FCA Warns on Rising Corporate Takeover Leaks in UK
The UK's Financial Conduct Authority (FCA) has raised significant concerns over the rising incidence of leaks in corporate takeovers, noting that 38% of deals involving UK-listed firms were reported by the media prior to official announcements between April 2024 and May 2025. This figure surpasses the global average of 31% for deals exceeding $1 billion in 2024.
The FCA attributes many of these leaks to "strategic leaks," where companies deliberately disclose information to influence takeover discussions by attracting or deterring bidders. This trend is also marked by a rise in unusual trading activity before deal announcements, suggesting potential insider trading. In 2024, 38% of UK takeover announcements were preceded by abnormal price movements, up from a five-year average of 32%.
In response to these developments, the FCA has initiated 33 investigations into potential market abuse since 2020, expressing growing concern over market integrity. The regulator has already taken steps, including discussions with top investment banks and issuing formal warnings, to mitigate this issue and safeguard the transparency of the London stock market.
In March 2025, the FCA published Primary Market Bulletin 54, highlighting concerns over the increase in strategic leaks during M&A transactions. The bulletin emphasized that such leaks can cause significant share price movements and damage market integrity. The FCA reminded issuers and advisers of their obligations under the UK Market Abuse Regulation (UK MAR) and the Takeover Code to maintain confidentiality and prevent unlawful disclosures. The regulator warned that individuals involved in unlawful disclosure risk being investigated for market abuse.

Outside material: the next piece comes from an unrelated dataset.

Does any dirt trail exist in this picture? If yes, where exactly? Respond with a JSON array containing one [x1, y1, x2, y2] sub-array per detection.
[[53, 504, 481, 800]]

The FCA's Market Cleanliness (MC) statistic for 2024 was 37.8%, with a five-year moving average of 32%. The MC statistic measures the proportion of corporate takeover events that experienced significant abnormal share price movements before the announcement. The FCA acknowledges limitations in this metric, noting that not all insider trading results in a price impact during the measured period, and some price moves could be due to accurate market predictions.
Under Article 14 of the UK Market Abuse Regulation (UK MAR), the unlawful disclosure of inside information is prohibited. The Takeover Code's Rule 2.1(a) mandates that all persons privy to confidential information concerning an offer or possible offer must treat that information as secret and minimize the chances of any leak. The FCA has the authority to impose unlimited fines, order injunctions, or prohibit regulated firms or approved persons for breaches of these regulations.
The increase in takeover leaks and associated unusual trading activity raises concerns about market integrity and investor confidence. Leaks can lead to unfair advantages, market manipulation, and potential financial losses for investors. The FCA's proactive stance aims to deter such practices and uphold the transparency and fairness of the UK financial markets.
In previous years, the FCA has successfully reduced leaks in M&A deals by implementing stricter measures. For instance, leaks dropped from 15% (2009-2011) to 6% (2020-2022). However, the recent uptick indicates a resurgence of the issue, prompting renewed regulatory focus.
The FCA's recent actions underscore the importance of maintaining confidentiality during sensitive negotiations and the role of regulatory bodies in ensuring fair practices. By addressing the complexities of strategic leaks and market abuse, the FCA aims to preserve the integrity of the UK financial markets and protect investor interests.